C’est l’analyse plus approfondie des gènes exprimés par les patients lors de leur admission à l’hôpital qui a donné le résultat le plus surprenant: les niveaux d’une enzyme nommée oleoyl-ACP hydrolase (OLAH) étaient augmentés de 82 fois comparativement aux survivants!
Cette hausse spectaculaire des niveaux de OLAH a également été notée pour d’autres types d’infections pulmonaires virales.
Par exemple, on a observé que des patients très malades (sous respirateur) de la grippe saisonnière présentaient des niveaux d’OLAH beaucoup plus élevés que chez des témoins en santé.
Les niveaux d’expression d’OLAH étaient également élevés chez des patients atteints de la COVID-19 sévère ainsi que chez des enfants hospitalisés à la suite d’une infection par le virus respiratoire syncytial (VRS).
Gouttelettes de lipides
Ce rôle important de l’OLAH dans la sévérité des infections virales est tout à fait inattendu, car cette enzyme participe à la synthèse d’acides gras et n’a donc à première vue aucun lien avec la réponse immunitaire aux virus.
Cependant, les chercheurs ont découvert que des niveaux élevés de l’enzyme provoquaient une augmentation des gouttelettes lipidiques dans le sang qui, à leur tour, suractivaient l’immunité en simulant une infection microbienne et entraînaient la production excessive de cytokines inflammatoires.
Il semble également que la réplication des virus soit grandement favorisée par une production accrue de lipides, ce qui pourrait évidemment contribuer à la sévérité de l’infection.
La raison pour laquelle certaines personnes ont des niveaux d’expression d’OLAH aussi élevés demeure inconnue, mais ce phénomène pourrait servir de biomarqueur biochimique pour prédire l’évolution de la maladie et aider à mieux gérer les interventions précoces (priorisation des patients, ventilation artificielle, administration de stéroïdes) chez les patients à risque de décès.
À plus long terme, ces résultats suggèrent aussi que l’OLAH pourrait constituer une cible pour le développement de nouvelles thérapies pour protéger contre les maladies respiratoires graves.

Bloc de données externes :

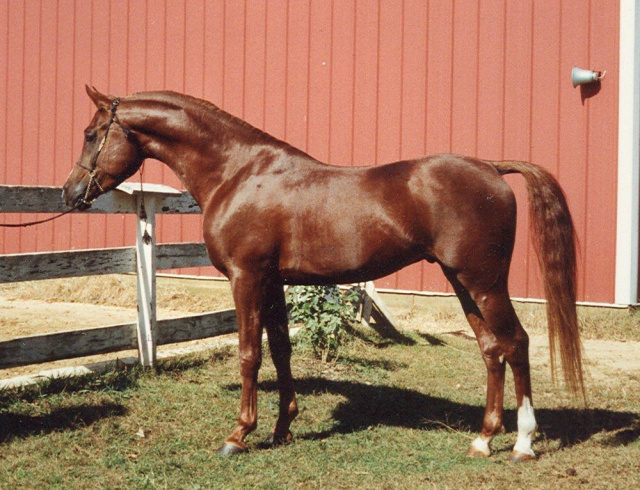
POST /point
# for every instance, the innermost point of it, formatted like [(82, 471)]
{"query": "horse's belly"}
[(339, 263)]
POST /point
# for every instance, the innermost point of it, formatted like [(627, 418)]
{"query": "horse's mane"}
[(179, 100)]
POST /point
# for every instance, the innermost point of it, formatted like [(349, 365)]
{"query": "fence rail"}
[(144, 259)]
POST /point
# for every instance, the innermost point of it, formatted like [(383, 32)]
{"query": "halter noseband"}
[(94, 162)]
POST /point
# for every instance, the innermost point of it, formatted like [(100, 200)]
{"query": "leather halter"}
[(93, 169)]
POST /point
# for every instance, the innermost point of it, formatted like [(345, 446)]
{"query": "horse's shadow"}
[(19, 425), (368, 405)]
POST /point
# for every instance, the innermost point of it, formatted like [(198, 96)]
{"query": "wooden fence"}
[(143, 259)]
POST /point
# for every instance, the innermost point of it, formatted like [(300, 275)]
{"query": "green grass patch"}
[(387, 415)]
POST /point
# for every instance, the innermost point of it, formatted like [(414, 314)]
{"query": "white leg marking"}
[(482, 445), (526, 428)]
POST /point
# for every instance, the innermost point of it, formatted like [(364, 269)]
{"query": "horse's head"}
[(109, 156)]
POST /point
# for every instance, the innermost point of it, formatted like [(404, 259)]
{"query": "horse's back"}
[(361, 223)]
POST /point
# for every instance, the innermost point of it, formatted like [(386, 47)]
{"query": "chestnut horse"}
[(273, 215)]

Une arme de plus dans notre guerre à ces redoutables infections!
RÉFÉRENCES
(1) Puig-Barbera et coll. «Influenza epidemiology and influenza vaccine effectiveness during the 2015–2016 season: results from the Global Influenza Hospital Surveillance Network». BMC Infect. Dis. 2019; 19: 415.
(2) Jia X et coll. «High expression of oleoyl-ACP hydrolase underpins life-threatening respiratory viral diseases». Cell 2024; 187: 4586-4604.e20.